Это послание передала Павлу Михайловичу одна дальняя родственница Саврасова. Оно датировано 13 октября и начинается так: «Вам многое известно из моей жизни, и я, может быть, в последний раз утруждаю этим письмом Вас…» Алексей Кондратьевич писал, что у него приготовлено для Передвижной выставки семь картин, и их немного остается окончить. Но, продолжал он, «я не имею средств устроить мастерскую в Москве и живу в деревне в холодной избе». И дальше: «Не можете ли Вы мне помочь в этом, мне для этого достаточно будет 200 р.». И в конце прямо-таки мольба: «Павел Михайлович! Вы неоднократно делали мне одолжения, не откажите мне в моем последнем желании, я пишу это письмо, находясь в самом крайнем денежном положении, и подательница этого письма уполномочена мною лично объяснить».

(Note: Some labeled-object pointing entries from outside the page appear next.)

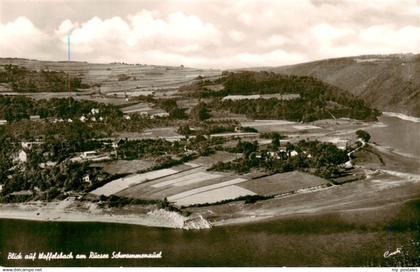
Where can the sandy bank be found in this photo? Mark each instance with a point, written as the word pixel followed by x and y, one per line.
pixel 64 211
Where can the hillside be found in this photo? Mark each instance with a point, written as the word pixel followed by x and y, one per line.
pixel 116 77
pixel 388 82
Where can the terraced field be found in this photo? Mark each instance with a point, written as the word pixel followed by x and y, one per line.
pixel 121 79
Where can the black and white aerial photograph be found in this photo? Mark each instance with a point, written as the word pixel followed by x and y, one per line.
pixel 209 134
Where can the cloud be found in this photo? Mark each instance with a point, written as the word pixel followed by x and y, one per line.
pixel 217 33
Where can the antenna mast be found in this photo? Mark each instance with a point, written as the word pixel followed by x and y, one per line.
pixel 68 72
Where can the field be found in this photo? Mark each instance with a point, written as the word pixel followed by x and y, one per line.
pixel 124 183
pixel 283 183
pixel 124 166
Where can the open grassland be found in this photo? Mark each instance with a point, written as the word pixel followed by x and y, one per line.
pixel 214 196
pixel 283 183
pixel 123 183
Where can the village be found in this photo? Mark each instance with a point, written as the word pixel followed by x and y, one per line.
pixel 172 153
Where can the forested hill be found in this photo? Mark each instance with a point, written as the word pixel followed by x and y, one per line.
pixel 389 82
pixel 295 98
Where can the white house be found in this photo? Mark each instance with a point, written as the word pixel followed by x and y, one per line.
pixel 22 156
pixel 293 153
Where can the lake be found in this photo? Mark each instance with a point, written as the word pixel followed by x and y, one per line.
pixel 318 241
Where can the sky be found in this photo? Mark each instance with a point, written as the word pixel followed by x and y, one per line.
pixel 207 33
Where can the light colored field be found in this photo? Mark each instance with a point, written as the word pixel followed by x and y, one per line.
pixel 205 188
pixel 303 127
pixel 283 183
pixel 124 166
pixel 258 123
pixel 213 196
pixel 214 158
pixel 188 179
pixel 262 96
pixel 123 183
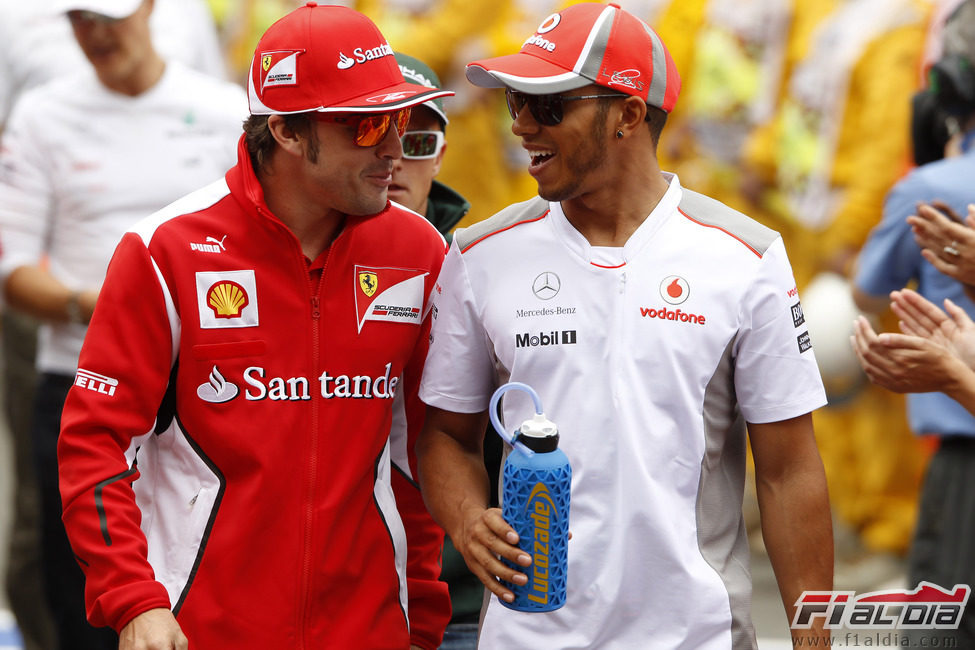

Да! В последний раз, последнее желание… Чувствуется, как нелегко было ему написать это письмо. Но что делать? Ведь надо как-то жить. Надо работать. Только Саврасов ошибался, когда сообщал, что это последнее его обращение. Сколько таких писем, просьб о помощи придется ему еще написать!

Летом, живя в Давыдкове, он гулял в окрестностях деревни, бывал в других деревнях, любовался лесом и рекой, цветущим лугом и желтеющим ржаным полем, писал этюды. Никакие несчастья, никакие невзгоды не могли погасить в нем восхищение красотой окружающего мира. Его часто можно было встретить на берегу Москвы-реки, у деревни Строгино, он глядел на подмосковные дали, на закат солнца. Однажды художника увидел здесь ученик второго класса городского училища, в будущем знаменитый гравер Иван Николаевич Павлов. Пятидесятидвухлетний Саврасов показался мальчику стариком. Эта встреча навсегда сохранилась в его памяти.

«В Строгине, – вспоминал он, – у меня произошло интересное «знакомство». Вечерами на высоком берегу Москвы-реки я часто видел лежащим некоего старика в длинной серой блузе, с седой бородой. У заворота русла, неподалеку прилетала цапля и подолгу стояла на одной ноге. Меня сильно занимал этот старик, и я как-то спросил его: Что же ты тут, дедушка, делаешь? – «Я, милый, – отвечал он, – наблюдаю природу… Природу… понимаешь ты? После я напишу картину… – А кто же ты будешь? – все любопытствовал я. – Я художник Саврасов… Учись и ты наблюдать природу… Подрастешь, нарисуй картину таким же способом, как и я…»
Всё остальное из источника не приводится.